La chirurgia inquina, ma c’è chi cerca idee per renderla più sostenibile

È diventata virale un paio d’anni fa nella comunità di chirurghi, anestesisti, strumentisti, e poi, forte di questo imprimatur, anche in quella dei pazienti. La performance di Maria Koijck, artista olandese, che ha disposto sul parquet scuro di un’ampia palestra tutti i materiali che sono stati utilizzati nel corso del suo intervento per curare dal cancro al seno. Garze, cucitrici, camici, ferri di varia natura: tutti in buona parte, monouso. L’arte arriva dritta al punto, e l’esibizione ha dato da pensare. Proprio perché il problema dell’impronta carbonica degli interventi chirurgici non è banale: secondo alcune stime, il settore sanitario sarebbe responsabile del 5% delle emissioni globali di CO2.

L’idea di denunciare gli sprechi

Ho iniziato a sentirmi poco bene, quindi ho deciso di fare lo screening ed è risultato positivo”. Maria Koijck inizia così il suo racconto a Wired. “Cancro al seno hanno detto i medici. Quando sono entrata in ospedale per essere operata, mi ha molto colpito la grande quantità di dispositivi monouso che vengono utilizzati negli interventi. I dottori hanno tagliato il camice e lo hanno buttato via, poi li ho visti gettare le forbici e molti altri ferri. Ho chiesto perché, e mi hanno risposto che si tratta di una questione igienica. A quel punto mi sono chiesta, ma è davvero così necessario? Le forbici per eseguire il mio intervento arrivavano direttamente dal Giappone, e dopo aver attraversato il mondo per arrivare fino in Olanda sono state aperte, utilizzate una solo volta e poi gettate dopo un solo taglio. È possibile che non si possa fare diversamente?”

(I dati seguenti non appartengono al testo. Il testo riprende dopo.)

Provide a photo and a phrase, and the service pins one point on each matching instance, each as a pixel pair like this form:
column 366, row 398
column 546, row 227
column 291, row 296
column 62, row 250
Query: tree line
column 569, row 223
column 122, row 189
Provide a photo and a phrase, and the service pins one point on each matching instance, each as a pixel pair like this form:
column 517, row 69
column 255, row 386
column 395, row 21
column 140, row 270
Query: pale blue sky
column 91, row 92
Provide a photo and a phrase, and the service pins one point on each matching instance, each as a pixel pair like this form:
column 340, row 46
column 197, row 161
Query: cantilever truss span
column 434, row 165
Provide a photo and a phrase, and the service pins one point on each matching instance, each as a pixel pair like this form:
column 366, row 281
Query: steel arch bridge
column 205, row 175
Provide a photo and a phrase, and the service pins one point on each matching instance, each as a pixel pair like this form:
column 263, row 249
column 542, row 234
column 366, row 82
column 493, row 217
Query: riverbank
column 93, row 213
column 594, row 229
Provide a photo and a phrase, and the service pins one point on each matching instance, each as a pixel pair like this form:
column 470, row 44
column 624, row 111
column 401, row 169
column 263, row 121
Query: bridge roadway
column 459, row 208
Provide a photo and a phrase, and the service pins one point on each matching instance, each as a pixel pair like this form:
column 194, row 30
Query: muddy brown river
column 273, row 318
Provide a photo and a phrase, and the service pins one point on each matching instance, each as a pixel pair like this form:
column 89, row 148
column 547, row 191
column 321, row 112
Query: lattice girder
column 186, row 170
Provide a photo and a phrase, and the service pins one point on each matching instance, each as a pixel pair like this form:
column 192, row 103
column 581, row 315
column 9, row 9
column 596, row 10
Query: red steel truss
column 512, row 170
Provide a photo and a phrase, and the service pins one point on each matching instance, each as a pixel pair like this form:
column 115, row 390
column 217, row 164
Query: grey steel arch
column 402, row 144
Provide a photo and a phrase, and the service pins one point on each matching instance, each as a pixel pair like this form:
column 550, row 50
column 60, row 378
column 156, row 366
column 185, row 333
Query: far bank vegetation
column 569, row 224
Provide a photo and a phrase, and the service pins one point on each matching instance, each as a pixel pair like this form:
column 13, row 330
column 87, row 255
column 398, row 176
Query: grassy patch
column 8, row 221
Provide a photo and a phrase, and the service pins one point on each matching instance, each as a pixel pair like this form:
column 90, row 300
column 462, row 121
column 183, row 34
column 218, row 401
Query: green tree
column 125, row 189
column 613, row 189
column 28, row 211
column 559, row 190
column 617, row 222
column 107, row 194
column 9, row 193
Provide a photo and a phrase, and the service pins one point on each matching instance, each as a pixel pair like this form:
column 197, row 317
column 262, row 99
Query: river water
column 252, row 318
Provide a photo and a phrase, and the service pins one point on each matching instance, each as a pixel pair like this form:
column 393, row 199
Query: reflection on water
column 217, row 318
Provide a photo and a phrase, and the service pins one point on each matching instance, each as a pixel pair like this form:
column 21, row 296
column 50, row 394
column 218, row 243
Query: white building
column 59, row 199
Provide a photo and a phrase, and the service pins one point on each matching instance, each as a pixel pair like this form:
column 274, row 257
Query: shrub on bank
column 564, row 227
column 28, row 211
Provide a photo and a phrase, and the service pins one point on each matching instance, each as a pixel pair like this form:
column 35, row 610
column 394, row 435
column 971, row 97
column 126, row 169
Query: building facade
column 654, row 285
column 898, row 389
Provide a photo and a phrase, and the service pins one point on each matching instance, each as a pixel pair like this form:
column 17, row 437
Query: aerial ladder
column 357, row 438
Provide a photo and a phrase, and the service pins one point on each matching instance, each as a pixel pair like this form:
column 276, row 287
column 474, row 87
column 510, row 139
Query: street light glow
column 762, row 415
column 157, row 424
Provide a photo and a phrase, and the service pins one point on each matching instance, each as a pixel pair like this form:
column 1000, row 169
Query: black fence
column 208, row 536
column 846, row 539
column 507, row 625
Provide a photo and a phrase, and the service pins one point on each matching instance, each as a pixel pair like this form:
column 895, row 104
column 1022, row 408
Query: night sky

“Quindi ho deciso di parlare con il direttore dell’ospedale, chiedendogli se fosse stato possibile avere il materiale utilizzato nel corso dell’ intervento. Era molto importante non dare l’impressione di voler attaccare la struttura, anche perché l’equipe che mi ha operato è stata fantastica e poi mi ha salvato la vita. La mia voleva essere solo una riflessione di ordine generale e loro lo hanno compreso”, aggiunge l’artista.

Al suo risveglio gli operatori le hanno fatto trovare sei grandi sacchi pieni di rifiuti di ogni tipo, che le hanno consentito di mettersi subito al lavoro sul progetto espositivo. Koijck racconta che, a distanza di tre anni, sono ancora tanti i medici che la contattano per complimentarsi per l’idea. Oltre mille giorni e diversi premi dopo, continua a girare il mondo per raccontare la propria storia. L’ultima tappa, a giugno, è stata in Cina, ospite dell’ambasciata olandese.

Non tutto è riciclabile

Se l’arte ha il potere di arrivare dritta al sodo, la realtà è chiaramente più complessa. “Posso confermare che nelle sale operatorie si impiega molto materiale usa e getta”, commenta al telefono Isacco Montroni, responsabile della struttura semplice di chirurgia colorettale dell’ospedale di Ravenna. Lo specialista invita, però, a fare una riflessione. “È necessario valutare caso per caso, con l’aiuto di analisi puntuali, cosa può essere realmente fatto per migliorare la sostenibilità in sala operatoria”.